サクセスがちょっと威張って言うと、料理人は何かが入った壷を差し出してきた。

「さすが勇者様です。では、これを試食してみてください」

壷を開けると、真っ黒いぬめぬめしたものが入っていた。

「これは?」

「食べられる藻を塩と一緒につけた『漬藻』なのですが、みんな怒って食べてくれないのです。藻なんて食えるかって!」

料理人は悲しげにうつむく。

「勇者様。無理しなくていいの」

「い、いや。物は試しだ」

アヤコがとめてくるが、サクセスは勇気を出して一なめしてみた。

「なんだ。生海苔か」

口に入れてみて拍子抜けする。日本ではご飯のお供として親しまれている生海苔がそこにあった。

「このままでもいいけど、もう一工夫したら食べやすくなるぞ。これを薄く延ばして、乾かして味付けするんだ」

サクセスか板海苔の作り方を教えると、料理人は感謝した。

「ありがとうございます。勇者様がお墨付きを与えてくださった料理として、これからも精進させていただきます」

こうして、枝豆と海苔は貝底国に広まっていくのだった。

貝底国の料理を堪能しながら、サクセスは残念に思う。

(貝底国の食文化って日本に近いよな。でも肝心のアレがない。くそ!刺身も醤油も味噌も枝豆も海苔もあるのに!)

懐かしい日本の味を思い出して、サクセスはひそかに涙を流す。

(あともう少ししたら魔法学園に通うために王都にいく。王都は物流の中心で他国からの交易品も集まる場所だ。もしかして、アレが見つかるかもしれない。
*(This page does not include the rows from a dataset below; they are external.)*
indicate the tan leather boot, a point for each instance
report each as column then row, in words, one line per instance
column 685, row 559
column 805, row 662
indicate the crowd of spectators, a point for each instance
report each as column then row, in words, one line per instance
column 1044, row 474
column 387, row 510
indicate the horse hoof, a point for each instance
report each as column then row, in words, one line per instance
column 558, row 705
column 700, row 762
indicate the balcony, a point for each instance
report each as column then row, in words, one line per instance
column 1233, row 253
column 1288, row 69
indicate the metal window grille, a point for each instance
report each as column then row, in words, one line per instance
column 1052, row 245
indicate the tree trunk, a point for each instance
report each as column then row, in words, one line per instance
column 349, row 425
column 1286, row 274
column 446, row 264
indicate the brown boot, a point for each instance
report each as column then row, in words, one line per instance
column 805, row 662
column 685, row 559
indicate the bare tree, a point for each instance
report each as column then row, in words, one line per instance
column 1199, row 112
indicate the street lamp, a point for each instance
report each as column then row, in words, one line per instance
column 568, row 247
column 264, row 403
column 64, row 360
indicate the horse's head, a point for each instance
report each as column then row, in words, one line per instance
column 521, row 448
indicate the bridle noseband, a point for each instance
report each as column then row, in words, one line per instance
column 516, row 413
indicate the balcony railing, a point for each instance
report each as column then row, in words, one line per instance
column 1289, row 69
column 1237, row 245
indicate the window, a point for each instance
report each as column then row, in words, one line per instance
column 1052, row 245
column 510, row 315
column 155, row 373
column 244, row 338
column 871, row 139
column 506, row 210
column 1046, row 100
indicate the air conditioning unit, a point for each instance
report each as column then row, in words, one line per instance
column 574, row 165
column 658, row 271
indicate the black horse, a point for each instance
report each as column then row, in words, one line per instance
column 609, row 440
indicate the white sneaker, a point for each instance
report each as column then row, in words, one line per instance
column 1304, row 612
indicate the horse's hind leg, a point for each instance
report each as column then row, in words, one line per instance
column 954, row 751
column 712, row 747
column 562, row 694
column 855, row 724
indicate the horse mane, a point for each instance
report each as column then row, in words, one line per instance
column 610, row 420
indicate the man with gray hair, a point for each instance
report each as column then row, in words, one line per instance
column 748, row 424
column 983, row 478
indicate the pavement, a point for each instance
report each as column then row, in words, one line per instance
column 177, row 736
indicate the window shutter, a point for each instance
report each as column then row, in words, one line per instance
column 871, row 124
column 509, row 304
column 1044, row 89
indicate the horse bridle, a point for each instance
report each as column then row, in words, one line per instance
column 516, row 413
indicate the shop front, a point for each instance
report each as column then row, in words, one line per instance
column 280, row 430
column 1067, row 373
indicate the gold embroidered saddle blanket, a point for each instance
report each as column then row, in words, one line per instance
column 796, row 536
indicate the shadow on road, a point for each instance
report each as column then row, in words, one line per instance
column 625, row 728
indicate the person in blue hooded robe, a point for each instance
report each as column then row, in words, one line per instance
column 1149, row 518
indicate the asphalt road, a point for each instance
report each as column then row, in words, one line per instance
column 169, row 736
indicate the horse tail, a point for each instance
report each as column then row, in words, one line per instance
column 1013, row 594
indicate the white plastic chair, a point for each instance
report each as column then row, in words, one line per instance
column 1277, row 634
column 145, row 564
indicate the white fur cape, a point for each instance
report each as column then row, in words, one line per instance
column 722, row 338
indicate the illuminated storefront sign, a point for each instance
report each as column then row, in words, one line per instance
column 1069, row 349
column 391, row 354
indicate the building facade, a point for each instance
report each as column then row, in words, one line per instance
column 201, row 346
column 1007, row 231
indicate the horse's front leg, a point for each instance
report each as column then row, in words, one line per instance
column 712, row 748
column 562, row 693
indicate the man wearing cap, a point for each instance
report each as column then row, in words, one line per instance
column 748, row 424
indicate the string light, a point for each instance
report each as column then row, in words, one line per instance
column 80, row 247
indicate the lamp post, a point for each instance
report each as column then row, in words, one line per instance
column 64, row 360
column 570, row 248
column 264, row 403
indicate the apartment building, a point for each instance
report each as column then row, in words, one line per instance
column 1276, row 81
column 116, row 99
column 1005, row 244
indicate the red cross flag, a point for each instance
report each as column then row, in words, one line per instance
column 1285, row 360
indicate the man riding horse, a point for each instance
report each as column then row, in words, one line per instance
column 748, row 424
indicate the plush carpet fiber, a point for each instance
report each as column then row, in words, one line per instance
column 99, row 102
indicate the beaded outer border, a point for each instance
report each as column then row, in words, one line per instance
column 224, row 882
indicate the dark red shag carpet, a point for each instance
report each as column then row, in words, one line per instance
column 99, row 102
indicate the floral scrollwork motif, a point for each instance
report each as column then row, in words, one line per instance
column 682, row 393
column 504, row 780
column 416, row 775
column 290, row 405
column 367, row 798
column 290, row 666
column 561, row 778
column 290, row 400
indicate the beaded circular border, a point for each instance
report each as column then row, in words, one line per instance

探してみよう)

サクセスはそう決心するのだった。


宴もたけなわになった頃、サクセスは王の近くに招かれる。

「勇者様、ほんとうに感謝する」

アヤコから事の顛末を聞いたホタテ王は、最初とは打って変わってサクセスを勇者扱いして歓待していた。

「勇者様、お礼にアヤコをもらってくださらんか?」

挙句の果てにそんな事まで言われてしまい、サクセスは困ってしまった。

そんな彼を、エリザベスはじっと睨んでいる。

(そんなに睨むなよ。仕方ないな。角がたたない言い方で断るか)

そう決心すると、静かな口調で告げた。

「ありがたい申し出ですが、私には既に婚約者がいますので」

「ほぇっ?」

それを聞いたエリサベスが、素っ頓狂な声を上げる。

「ほう、その方はどなたかな?」

「あそこにいる、聖女でございます」

サクセスがそう告げると、エリサベスの隣で大豆スープを飲んでいたエレルが吹き出した。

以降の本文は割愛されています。